Jogjapedia
Wereng Saketi Tresno, Ketika Cinta Begitu Menyakitkan Bagi Raja Kraton
Tiap Raja Kraton umumnya punya gelar yang cukup banyak. Salah satu gelar disematkan ketika mereka wafat. Penyematan itu diberikan dengan melihat di mana, kebiasaan, atau bagaimana mereka wafat. Seperti Sri Sultan Hamengkubuwono XI yang bergelar Sedha ing Washington karena wafat di kota Washington, AS. Ada pula Sri Sultan Hamengkubuwono II yang bergelar Sedha ing Banguntapan karena membangun pertapaan di sana.
Dari sekian gelar Raja Kraton ketika wafat, Sultan HB V memiliki gelar yang cukup memilukan. Wereng Saketi Tresno, gelarnya, yang berarti mati di tangan orang yang dicintai. Pada 1855, Sultan meregang nyawa setelah ditikam oleh Kanjeng Mas Hemawati, istri ke-5 HB V. Kematian HB V meninggalkan duka bagi keluarganya, khususnya permaisuri. Tiga bulan setelah peristiwa itu, Permaisuri HB V juga wafat karena sakit berkepanjangan.
Kisah Sultan HB V memang cukup memilukan. Sultan, yang lahir pada 1821 dibesarkan dengan welas asih di lingkungan Kraton. Hal ini menjadikannya seorang raja yang penyayang. Ia menyayangi rakyatnya, kerabat, sekaligus para istrinya. Namun, sikapnya yang penyayang itu ditafsirkan dengan cara yang berbeda oleh orang-orang yang dicintainya.
Ia punya kemiripan dengan Sukarno dalam konteks politik. Sukarno tidak mengangkat senjata ketika Jepang datang ke nusantara, melainkan bernegosiasi dan memanfaatkan Dai Nippon.

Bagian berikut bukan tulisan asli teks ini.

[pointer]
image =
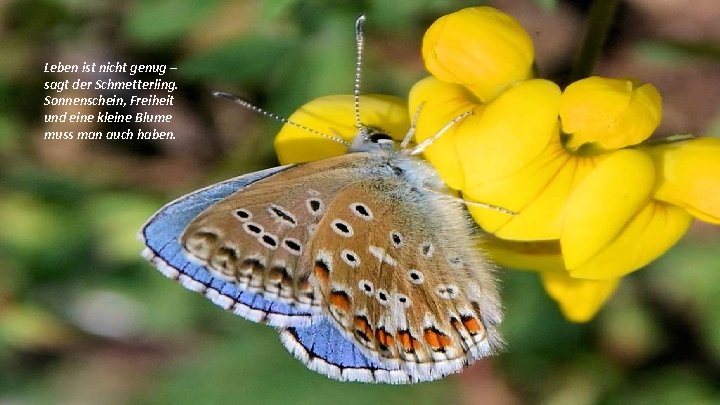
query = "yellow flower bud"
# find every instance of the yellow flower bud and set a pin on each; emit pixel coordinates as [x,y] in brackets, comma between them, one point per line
[609,113]
[480,48]
[649,234]
[604,202]
[335,116]
[439,103]
[689,176]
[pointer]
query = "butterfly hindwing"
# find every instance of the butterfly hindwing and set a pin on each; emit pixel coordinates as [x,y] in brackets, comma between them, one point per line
[394,285]
[162,248]
[323,348]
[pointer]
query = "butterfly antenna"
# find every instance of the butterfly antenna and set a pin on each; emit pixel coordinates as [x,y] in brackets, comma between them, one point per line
[413,125]
[424,144]
[237,100]
[359,44]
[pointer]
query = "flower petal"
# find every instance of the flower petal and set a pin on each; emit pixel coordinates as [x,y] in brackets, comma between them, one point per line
[335,116]
[689,176]
[535,256]
[611,113]
[604,202]
[511,132]
[579,299]
[537,194]
[480,48]
[439,103]
[654,230]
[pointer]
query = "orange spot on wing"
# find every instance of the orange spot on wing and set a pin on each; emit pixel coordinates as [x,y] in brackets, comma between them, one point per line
[362,328]
[472,325]
[385,339]
[437,340]
[407,341]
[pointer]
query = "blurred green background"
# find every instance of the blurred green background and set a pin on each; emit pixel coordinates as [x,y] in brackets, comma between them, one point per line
[83,319]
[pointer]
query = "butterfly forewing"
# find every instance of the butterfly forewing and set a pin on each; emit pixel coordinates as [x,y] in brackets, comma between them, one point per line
[257,238]
[162,248]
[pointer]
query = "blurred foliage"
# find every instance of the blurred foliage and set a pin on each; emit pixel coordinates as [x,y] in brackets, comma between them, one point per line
[83,319]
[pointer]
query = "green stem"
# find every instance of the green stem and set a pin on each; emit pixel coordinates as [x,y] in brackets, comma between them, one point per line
[600,20]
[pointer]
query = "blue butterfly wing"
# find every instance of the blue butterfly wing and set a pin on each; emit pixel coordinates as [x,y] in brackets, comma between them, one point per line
[160,236]
[324,349]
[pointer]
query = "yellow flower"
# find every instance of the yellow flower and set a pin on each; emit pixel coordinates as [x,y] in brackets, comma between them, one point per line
[689,176]
[480,48]
[589,209]
[611,113]
[335,116]
[592,201]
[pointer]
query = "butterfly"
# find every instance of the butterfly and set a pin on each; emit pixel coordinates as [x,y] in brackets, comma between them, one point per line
[366,263]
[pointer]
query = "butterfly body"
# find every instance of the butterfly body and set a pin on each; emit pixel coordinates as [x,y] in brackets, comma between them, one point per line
[365,263]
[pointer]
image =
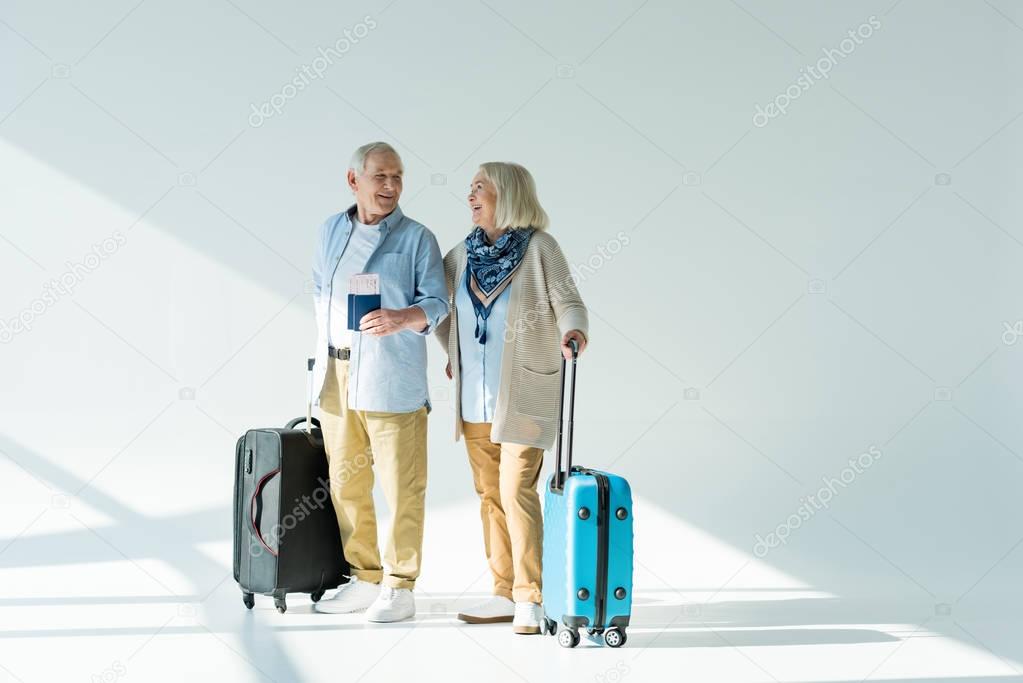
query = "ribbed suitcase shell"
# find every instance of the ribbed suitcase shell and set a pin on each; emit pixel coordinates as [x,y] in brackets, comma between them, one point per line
[570,552]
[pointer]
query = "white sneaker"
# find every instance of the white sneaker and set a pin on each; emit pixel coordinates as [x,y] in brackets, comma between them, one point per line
[528,617]
[393,604]
[493,610]
[354,596]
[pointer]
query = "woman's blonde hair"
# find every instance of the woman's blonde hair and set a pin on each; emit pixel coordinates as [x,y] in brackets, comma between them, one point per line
[518,206]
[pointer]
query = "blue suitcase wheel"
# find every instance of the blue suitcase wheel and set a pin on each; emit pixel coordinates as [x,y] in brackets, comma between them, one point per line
[568,638]
[614,637]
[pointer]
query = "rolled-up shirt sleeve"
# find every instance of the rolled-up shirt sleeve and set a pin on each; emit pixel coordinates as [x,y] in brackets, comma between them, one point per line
[431,288]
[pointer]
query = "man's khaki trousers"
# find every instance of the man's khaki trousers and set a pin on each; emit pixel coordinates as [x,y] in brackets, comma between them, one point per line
[505,476]
[394,444]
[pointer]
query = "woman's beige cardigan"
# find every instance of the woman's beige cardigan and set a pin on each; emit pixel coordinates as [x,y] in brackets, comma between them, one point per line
[544,305]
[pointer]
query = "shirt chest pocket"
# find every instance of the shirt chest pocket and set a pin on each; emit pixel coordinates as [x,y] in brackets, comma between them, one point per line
[397,277]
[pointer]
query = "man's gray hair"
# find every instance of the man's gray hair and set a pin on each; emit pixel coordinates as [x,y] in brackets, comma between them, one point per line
[358,163]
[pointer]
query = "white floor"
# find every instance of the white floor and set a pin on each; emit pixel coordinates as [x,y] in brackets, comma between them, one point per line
[167,609]
[737,636]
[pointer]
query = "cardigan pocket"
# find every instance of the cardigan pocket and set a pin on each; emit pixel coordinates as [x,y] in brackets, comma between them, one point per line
[536,393]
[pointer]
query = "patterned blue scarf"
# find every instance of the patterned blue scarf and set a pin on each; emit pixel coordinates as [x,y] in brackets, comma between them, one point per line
[490,268]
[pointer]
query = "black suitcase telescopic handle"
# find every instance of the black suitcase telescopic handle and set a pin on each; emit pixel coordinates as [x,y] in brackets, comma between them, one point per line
[565,430]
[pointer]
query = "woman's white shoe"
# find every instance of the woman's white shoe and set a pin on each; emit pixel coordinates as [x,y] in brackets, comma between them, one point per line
[528,617]
[351,597]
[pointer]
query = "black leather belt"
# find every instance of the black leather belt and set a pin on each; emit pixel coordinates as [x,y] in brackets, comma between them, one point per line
[340,354]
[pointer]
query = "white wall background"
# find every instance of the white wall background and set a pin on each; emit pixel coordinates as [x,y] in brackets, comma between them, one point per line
[839,278]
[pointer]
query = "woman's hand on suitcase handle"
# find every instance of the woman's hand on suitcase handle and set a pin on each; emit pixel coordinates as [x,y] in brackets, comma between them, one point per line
[580,339]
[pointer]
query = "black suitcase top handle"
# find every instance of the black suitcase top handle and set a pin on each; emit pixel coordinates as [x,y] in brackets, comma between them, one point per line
[558,481]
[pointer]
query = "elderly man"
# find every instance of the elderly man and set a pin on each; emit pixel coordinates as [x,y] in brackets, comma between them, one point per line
[372,381]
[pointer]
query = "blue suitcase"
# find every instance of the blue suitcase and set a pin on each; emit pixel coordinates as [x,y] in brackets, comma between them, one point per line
[587,546]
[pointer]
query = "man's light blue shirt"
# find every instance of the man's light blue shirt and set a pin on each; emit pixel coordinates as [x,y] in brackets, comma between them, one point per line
[386,373]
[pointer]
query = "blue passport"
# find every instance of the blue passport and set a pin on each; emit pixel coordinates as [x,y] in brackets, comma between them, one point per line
[358,306]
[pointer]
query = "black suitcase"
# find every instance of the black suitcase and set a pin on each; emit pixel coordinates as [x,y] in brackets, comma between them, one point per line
[285,530]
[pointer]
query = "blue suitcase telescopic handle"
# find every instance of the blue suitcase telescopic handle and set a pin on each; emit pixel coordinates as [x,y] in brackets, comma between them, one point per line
[565,430]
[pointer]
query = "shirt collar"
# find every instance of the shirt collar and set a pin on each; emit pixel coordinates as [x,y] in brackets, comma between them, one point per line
[390,222]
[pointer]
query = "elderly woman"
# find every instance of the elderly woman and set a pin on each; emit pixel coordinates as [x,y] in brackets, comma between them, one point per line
[514,310]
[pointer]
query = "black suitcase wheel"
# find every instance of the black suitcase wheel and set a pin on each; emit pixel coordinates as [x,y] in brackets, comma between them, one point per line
[614,637]
[568,638]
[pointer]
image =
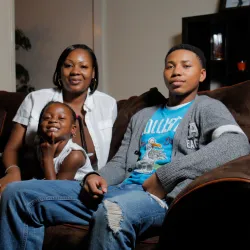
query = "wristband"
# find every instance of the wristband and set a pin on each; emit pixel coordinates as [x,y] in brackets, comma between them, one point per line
[6,171]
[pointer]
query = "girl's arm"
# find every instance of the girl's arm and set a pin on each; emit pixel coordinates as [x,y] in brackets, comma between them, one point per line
[75,160]
[10,155]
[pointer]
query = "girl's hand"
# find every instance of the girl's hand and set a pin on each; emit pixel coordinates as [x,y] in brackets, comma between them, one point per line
[48,149]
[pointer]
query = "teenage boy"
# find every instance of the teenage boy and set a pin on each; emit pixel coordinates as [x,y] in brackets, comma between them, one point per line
[163,150]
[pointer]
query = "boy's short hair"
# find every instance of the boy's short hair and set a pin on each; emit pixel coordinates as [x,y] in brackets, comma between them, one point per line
[199,53]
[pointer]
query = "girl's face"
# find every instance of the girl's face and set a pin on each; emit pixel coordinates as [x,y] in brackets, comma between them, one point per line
[77,71]
[57,123]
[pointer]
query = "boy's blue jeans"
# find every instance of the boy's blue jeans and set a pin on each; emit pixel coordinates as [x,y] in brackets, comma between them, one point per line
[27,207]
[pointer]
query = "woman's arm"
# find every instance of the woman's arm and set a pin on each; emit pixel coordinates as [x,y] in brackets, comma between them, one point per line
[10,155]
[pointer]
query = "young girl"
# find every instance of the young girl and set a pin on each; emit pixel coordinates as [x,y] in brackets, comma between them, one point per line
[59,156]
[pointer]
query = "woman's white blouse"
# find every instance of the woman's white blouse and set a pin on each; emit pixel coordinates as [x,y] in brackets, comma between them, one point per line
[101,112]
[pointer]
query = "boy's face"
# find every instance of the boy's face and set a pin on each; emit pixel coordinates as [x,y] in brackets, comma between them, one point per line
[57,122]
[183,73]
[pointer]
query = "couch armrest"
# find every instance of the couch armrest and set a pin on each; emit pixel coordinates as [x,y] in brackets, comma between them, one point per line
[213,210]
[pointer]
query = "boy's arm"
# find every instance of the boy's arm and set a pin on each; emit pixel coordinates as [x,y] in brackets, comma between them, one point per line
[228,143]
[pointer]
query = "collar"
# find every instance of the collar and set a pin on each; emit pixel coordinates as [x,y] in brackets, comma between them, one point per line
[89,102]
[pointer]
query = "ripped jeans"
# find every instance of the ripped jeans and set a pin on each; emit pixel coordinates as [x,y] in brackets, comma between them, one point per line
[28,206]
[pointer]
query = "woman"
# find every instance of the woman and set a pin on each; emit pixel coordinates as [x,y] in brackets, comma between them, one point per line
[76,81]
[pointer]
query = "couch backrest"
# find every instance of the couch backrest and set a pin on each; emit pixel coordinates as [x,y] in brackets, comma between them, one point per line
[9,103]
[236,98]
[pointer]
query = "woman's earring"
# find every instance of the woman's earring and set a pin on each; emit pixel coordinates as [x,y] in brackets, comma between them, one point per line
[59,82]
[93,83]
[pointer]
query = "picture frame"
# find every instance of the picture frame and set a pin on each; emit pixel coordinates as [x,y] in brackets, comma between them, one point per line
[233,4]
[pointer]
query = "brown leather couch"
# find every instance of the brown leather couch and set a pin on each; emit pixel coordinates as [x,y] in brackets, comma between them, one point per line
[212,208]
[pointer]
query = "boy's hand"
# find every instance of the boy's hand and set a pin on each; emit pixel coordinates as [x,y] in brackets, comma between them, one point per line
[153,186]
[93,190]
[12,176]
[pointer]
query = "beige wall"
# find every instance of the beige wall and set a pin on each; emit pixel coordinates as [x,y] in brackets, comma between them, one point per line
[7,46]
[130,39]
[51,25]
[137,36]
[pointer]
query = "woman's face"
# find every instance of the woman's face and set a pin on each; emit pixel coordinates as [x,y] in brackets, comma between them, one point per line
[77,71]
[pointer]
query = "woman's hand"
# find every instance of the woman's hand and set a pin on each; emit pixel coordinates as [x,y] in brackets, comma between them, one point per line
[12,175]
[93,190]
[153,186]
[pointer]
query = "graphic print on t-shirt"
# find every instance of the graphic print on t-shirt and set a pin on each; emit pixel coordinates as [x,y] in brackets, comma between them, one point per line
[157,141]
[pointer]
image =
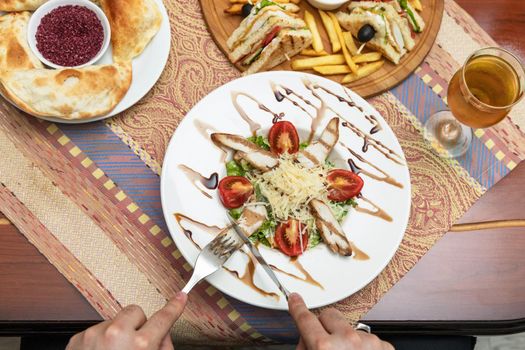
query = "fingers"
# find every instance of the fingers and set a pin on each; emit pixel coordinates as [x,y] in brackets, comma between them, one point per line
[308,325]
[387,346]
[333,321]
[129,317]
[301,345]
[167,343]
[156,328]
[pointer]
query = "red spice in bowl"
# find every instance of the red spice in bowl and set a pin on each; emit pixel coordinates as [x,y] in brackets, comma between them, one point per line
[70,35]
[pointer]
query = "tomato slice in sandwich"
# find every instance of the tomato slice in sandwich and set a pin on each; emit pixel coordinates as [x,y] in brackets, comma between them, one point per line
[283,137]
[343,185]
[234,191]
[272,34]
[291,237]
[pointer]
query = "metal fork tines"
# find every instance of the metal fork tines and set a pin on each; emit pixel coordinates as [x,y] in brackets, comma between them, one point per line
[213,256]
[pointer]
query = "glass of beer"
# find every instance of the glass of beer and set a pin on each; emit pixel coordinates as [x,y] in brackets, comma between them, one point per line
[480,94]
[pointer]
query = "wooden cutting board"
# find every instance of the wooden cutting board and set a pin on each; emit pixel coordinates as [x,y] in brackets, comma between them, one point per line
[221,25]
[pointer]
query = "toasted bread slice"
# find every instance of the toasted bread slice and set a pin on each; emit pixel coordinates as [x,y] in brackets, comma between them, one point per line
[288,43]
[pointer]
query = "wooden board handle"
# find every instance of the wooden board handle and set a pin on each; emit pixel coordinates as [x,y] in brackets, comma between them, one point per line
[488,225]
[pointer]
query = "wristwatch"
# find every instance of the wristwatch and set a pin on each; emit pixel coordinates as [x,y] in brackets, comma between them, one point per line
[363,327]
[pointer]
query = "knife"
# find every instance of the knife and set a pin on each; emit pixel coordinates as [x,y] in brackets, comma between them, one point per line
[258,256]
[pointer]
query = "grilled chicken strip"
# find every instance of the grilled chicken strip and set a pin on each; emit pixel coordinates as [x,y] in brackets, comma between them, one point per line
[251,219]
[257,157]
[330,229]
[316,153]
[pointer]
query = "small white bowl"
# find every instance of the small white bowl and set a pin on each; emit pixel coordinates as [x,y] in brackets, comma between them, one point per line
[327,4]
[49,6]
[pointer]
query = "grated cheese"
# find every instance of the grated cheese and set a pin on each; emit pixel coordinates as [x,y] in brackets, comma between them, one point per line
[290,187]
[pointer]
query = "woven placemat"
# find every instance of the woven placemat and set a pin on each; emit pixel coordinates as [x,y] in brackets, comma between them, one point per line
[88,196]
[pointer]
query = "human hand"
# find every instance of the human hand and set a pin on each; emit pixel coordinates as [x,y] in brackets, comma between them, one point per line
[330,330]
[131,330]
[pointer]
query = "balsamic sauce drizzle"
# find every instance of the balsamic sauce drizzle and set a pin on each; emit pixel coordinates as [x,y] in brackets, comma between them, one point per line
[211,182]
[253,125]
[206,130]
[385,178]
[370,141]
[376,211]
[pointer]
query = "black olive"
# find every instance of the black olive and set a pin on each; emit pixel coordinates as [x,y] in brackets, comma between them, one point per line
[366,33]
[246,9]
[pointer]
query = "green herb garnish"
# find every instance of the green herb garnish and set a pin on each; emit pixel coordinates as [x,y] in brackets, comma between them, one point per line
[404,6]
[236,213]
[329,164]
[265,3]
[260,141]
[234,169]
[267,229]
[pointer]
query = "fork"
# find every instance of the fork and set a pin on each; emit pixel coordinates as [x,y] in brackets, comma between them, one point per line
[213,256]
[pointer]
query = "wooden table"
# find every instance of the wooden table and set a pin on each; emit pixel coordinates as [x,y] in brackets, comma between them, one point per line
[470,283]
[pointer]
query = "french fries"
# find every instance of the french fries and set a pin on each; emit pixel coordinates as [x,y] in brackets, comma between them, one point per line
[367,57]
[333,69]
[416,4]
[309,63]
[317,43]
[330,30]
[363,71]
[235,9]
[312,52]
[349,42]
[339,33]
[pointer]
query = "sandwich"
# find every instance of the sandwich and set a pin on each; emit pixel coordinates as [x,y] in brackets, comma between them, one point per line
[415,20]
[133,24]
[393,37]
[268,36]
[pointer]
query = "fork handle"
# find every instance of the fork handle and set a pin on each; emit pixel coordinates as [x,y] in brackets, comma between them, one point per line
[192,282]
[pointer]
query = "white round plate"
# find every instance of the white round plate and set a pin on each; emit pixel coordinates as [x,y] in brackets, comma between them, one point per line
[340,276]
[147,69]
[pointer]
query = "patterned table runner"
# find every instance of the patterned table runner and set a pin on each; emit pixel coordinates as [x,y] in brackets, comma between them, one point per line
[88,196]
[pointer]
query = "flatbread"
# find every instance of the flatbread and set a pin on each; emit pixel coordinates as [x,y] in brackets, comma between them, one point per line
[20,5]
[133,24]
[67,93]
[14,49]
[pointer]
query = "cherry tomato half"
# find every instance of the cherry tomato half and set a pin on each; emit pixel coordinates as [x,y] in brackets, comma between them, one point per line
[283,137]
[234,191]
[343,185]
[288,237]
[269,37]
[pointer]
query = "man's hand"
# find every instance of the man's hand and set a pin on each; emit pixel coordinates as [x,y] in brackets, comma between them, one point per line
[131,330]
[330,330]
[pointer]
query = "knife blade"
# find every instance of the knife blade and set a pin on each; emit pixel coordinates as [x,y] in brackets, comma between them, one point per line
[258,256]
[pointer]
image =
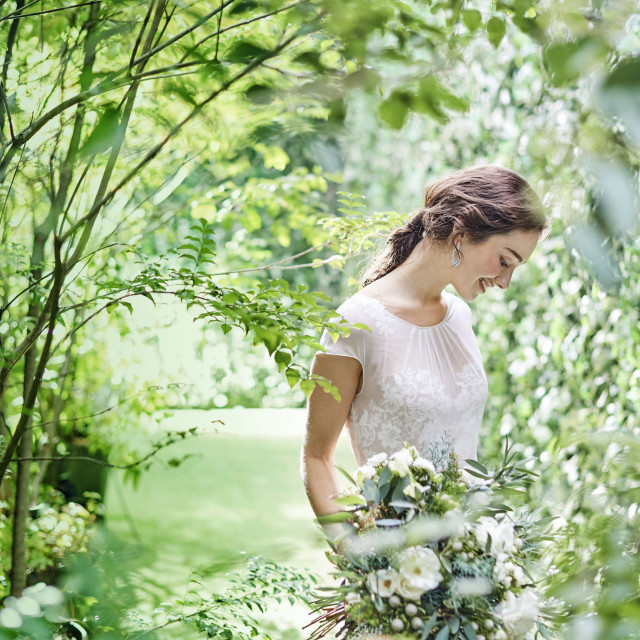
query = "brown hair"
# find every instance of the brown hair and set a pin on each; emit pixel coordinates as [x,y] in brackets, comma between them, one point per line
[478,201]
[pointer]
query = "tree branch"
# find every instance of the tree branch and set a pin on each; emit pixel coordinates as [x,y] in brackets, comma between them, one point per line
[16,16]
[174,131]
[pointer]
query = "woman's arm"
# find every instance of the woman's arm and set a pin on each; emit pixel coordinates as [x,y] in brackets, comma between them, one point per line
[325,420]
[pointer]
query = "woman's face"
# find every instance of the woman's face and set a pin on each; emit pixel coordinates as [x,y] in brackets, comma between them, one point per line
[491,262]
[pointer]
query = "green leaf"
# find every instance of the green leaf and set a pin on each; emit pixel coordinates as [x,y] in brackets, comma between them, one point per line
[307,386]
[347,501]
[283,359]
[292,375]
[443,634]
[472,19]
[496,29]
[395,108]
[469,631]
[245,52]
[476,465]
[259,94]
[104,133]
[433,620]
[341,516]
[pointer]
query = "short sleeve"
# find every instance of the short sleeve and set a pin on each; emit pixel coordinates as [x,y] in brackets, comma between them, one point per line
[353,345]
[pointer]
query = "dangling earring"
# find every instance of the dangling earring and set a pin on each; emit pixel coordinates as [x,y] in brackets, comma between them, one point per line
[456,255]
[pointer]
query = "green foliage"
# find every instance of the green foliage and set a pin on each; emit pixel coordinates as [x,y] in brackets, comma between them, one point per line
[234,612]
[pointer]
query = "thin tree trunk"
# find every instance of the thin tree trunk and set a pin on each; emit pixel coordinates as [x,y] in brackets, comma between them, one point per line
[18,574]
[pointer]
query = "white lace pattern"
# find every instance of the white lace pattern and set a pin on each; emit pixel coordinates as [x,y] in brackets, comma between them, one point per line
[419,383]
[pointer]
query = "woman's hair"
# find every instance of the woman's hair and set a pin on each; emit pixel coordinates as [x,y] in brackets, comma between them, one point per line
[478,202]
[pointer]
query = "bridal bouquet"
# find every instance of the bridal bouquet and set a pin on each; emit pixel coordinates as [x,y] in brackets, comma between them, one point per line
[430,553]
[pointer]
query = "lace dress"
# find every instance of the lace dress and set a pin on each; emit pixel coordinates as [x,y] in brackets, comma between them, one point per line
[419,383]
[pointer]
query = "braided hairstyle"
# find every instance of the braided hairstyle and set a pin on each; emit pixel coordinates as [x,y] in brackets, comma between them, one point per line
[478,202]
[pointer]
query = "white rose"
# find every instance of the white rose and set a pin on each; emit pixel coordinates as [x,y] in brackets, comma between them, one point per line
[424,464]
[502,540]
[379,458]
[398,466]
[518,614]
[518,575]
[366,472]
[484,527]
[383,582]
[407,589]
[420,569]
[405,455]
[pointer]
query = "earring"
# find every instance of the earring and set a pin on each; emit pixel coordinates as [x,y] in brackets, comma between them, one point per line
[456,255]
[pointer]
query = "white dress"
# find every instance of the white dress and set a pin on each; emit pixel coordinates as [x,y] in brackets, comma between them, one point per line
[419,383]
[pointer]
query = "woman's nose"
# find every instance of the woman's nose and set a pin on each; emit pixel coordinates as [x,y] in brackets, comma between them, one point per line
[503,280]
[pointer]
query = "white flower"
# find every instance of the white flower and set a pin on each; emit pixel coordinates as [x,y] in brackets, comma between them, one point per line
[474,481]
[379,458]
[406,455]
[424,464]
[383,582]
[501,536]
[398,466]
[366,472]
[419,570]
[518,614]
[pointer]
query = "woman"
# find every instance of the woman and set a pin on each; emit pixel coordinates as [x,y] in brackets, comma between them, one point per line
[417,375]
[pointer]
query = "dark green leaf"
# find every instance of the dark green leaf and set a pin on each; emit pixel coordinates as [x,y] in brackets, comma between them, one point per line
[245,51]
[496,29]
[341,516]
[395,108]
[104,133]
[443,634]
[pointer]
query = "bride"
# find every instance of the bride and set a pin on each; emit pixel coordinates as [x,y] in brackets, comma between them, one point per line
[417,373]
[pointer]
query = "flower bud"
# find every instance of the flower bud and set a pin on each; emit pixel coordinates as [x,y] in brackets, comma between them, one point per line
[394,601]
[417,623]
[397,624]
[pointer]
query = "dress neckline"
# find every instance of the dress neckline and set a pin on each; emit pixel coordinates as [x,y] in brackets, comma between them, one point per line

Tujuannya agar rakyat tidak banyak yang mati sia-sia di depan moncong senjata Jepang. Begitu juga Sultan HB V, kecintaannya pada rakyat dan kerabat membuatnya enggan mengangkat senjata melawan Belanda. Sama sepeti Sukarno, ia berkompromi pada Belanda agar rakyat dan kerabatnya tidak jadi korban senapan Belanda.
Kebijakannya itu ternyata ditafsirkan berbeda oleh sejumlah pejabat Kraton terutama adiknya, RM Ariojoyo yang kelak menjadi Sultan HB VI. HB V atau Pangeran Mangkubumi dituduh pengecut oleh adiknya karena tidak melakukan perlawanan secara represif. Tapi bisa dikatakan yang dilakukan Ariojoyo kala itu juga berdasarkan kecintaan yang sama pada kerabat Kraton dan rakyat.
Ariojoyo mempersunting putri Kerajaan Brunei dan mendapat bantuan kekuatan militer. Di dalam Kraton, banyak pejabat yang berpaling dari HB V, termasuk istri ke-5 yang menikamnya. Hanya rakyat yang masih setia karena merasakan dampak keputusannya yang berkompromi dengan Belanda.
Namun dukungan rakyat tak mampu mencegah konflik internal dalam Kraton. Hingga pada akhirnya, ia meregang nyawa setelah lebih dulu ditinggalkan orang-orang kepercayaanya. Dinding Kraton menjadi penyaksi bagaimana ia ditinggalkan orang-orang yang dicintainya. Dinding Kraton menjadi penyaksi bagaimana istrinya mencabut nyawanya. Cinta, bagi HB V, barangkali adalah anugerah sekaligus jalan kematiannya.